Thursday, May 26, 2011

Global stocks slide of the euro on the euro-zone debt crisis

London- global stocks fell while the euro that moves towards a minimum of two months, on Wednesday on concerns about the debt crisis spread the euro area and the potential for a further reduction of positions in risky assets.


Oil prices fell as the dollar rebounded against the euro and according to industry data showed U.S. crude fell inventories less forecast last week. Euro-zone debt problems drove the price of oil down more than 2% Monday.


Asian shares followed European and Wall Street shares lower as persistent concerns on the Economic Outlook for the United States and woes of euro weighed on sentiment.


Policy options for Europe to avoid a default value of Greek debt appear to be fast, dwindling casting a pall over the single currency and fueling fears of a chain reaction in other very indebted in the 17-nation euro zone countries.


The euro, which had rallied after better than expected German business confidence data Tuesday edged toward a minimum of two months of $1.3968 was hit earlier this week. He has lost about 5 percent since early May.


"The market does not know what to expect next in Greece and clearly there was a change in sentiment towards the euro and speculators are preferring to play the short side, said friend Gavin, nabCapital currency analyst.".


Speculative selling of the euro has intensified on vague market talk that the Greece can call an election early and investors trimmed positions risky, with a fall in the futures of stock index U.S. adding to pressure on the euro.

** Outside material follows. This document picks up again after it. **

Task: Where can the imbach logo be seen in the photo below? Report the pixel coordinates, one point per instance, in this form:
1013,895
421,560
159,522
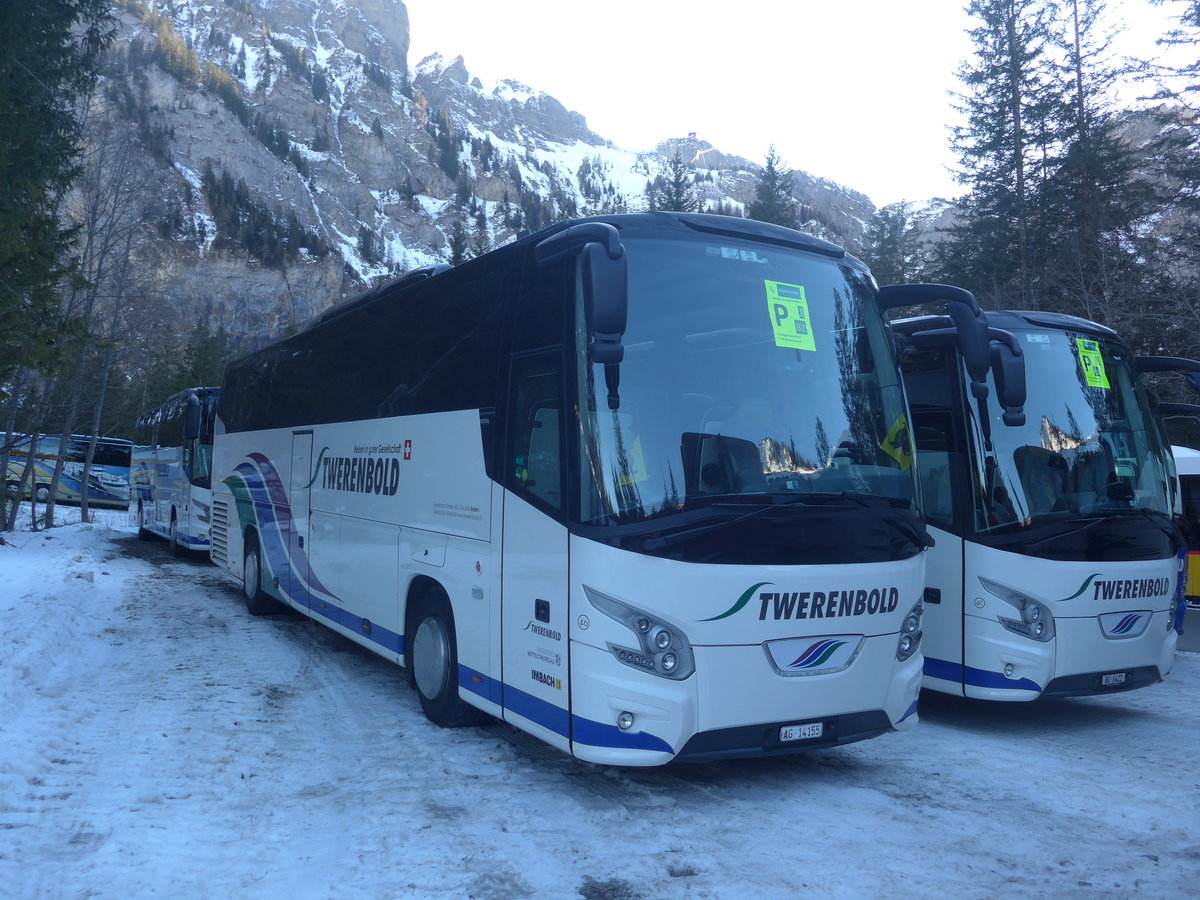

The euro has been the last fell by 0.6% to $1.4021, well below the previous session of the top of $1.4134.


THREAT OF CONTAGION


Global stocks are measured by the MSCI hangar 0.4% with European actions (.)(FTEU3) decline of 0.3% as line investors venerate yet on the potential for contagion Greek spread of major economies such as the Italy.


"Concern about Spain and the Italy may be exaggerated, but the question of the Greece goes no further, and if the Greece restructures, which may open the door of the Ireland and Portugal.", said Brian Dolan, Chief Strategist at Forex.com.


A default value of Greek debt would adversely affect other peripheral States of the eurozone and could push Portuguese debt and Irish into junk territory, Moody said Tuesday, warning he would classify most forms of restructuring by default.


Index of the MSCI Asia Pacific off Japan in stocks fell by 0.7% while the Nikkei (.)(N225) closed 0.6%.


Treasury us and German bunds advanced as investors a reduced exposure to risky assets and sought refuge in sanctuary of the debt. The performance of the 10-year Bund was perched just above the psychologically important level of 3% and could violate in the short term, in view of the debt crisis unresolved.


Oil slipped as the dollar rebounded against the euro, giving part of his rise from 2 percent of the day after Goldman Sachs raised its forecast of Brent crude price overnight. Brent crude for July delivery did not $112 a barrel.


However dug downwards after having rallied to its highest level in three weeks at the previous session, but the bullion price in euro hit a record on concerns about the impact of a defect of possible debt by the Greece on other economies in the euro area.


Spot Gold fell to $1,521.86 an ounce after rising as high as $1,527.45 Tuesday, its strong since May 4.